Découvrir quelque chose pour la deuxième fois ne fait généralement pas sauter les scientifiques de leur siège avec enthousiasme. Mais c’est exactement ce qui s’est passé dans le cas de Sgr A* (prononcé “sadge-ay-star”), le deuxième trou noir imagé.

En 2019, l’image de M87*, un trou noir supermassif dans une galaxie à plus de 50 millions d’années-lumière de la Terre, a fait la couverture de pratiquement tous les médias du monde. C’était la première fois qu’une image d’un trou noir était prise. Jeudi, la collaboration Event Horizon Telescope a présenté la deuxième image d’un tel objet, cette fois d’un trou noir situé au centre de notre propre Voie lactée.

Pour l’observateur occasionnel, les deux images d’un anneau lumineux orange entourant une ombre noire semblent presque impossibles à distinguer.
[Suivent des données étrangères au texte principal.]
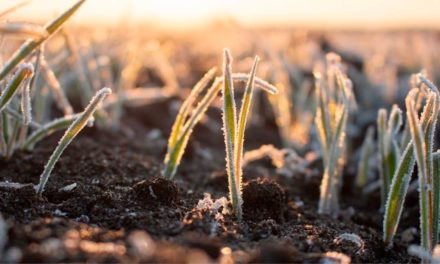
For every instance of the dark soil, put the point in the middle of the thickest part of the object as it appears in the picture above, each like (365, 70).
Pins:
(121, 211)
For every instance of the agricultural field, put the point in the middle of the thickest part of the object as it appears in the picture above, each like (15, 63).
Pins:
(226, 144)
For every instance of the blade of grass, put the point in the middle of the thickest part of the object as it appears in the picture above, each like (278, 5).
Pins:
(186, 106)
(400, 181)
(364, 160)
(244, 111)
(69, 135)
(420, 152)
(229, 130)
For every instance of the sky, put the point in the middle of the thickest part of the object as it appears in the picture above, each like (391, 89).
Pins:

Pourtant, c’est précisément ce fait qui émerveille les astrophysiciens.

“J’aimerais pouvoir dire que lorsque nous avons obtenu la première image d’un trou noir il y a trois ans, cela ne s’est pas amélioré, mais c’est en fait mieux”, a déclaré Feryal Özel, membre du Conseil scientifique de l’EHT, professeur d’astronomie et de physique. et doyen associé pour la recherche au Steward Observatory de l’UArizona College of Science. “Nous voyons un anneau lumineux entourant l’obscurité totale, le signe révélateur d’un trou noir. Maintenant, nous pouvons confirmer que nous regardons directement le point de non-retour.”

Une histoire d’amour trou noir

Özel a déclaré qu’elle était “tombée amoureuse” de Sgr A* il y a 20 ans. Elle était alors étudiante diplômée, travaillant sur sa thèse à l’Université de Harvard, lorsqu’elle a décidé de relever un défi auquel peu de gens jugeaient possible de penser : que faudrait-il, se demandait-elle, pour regarder directement un trou noir ? Que verrions-nous ? Verrions-nous quelque chose ?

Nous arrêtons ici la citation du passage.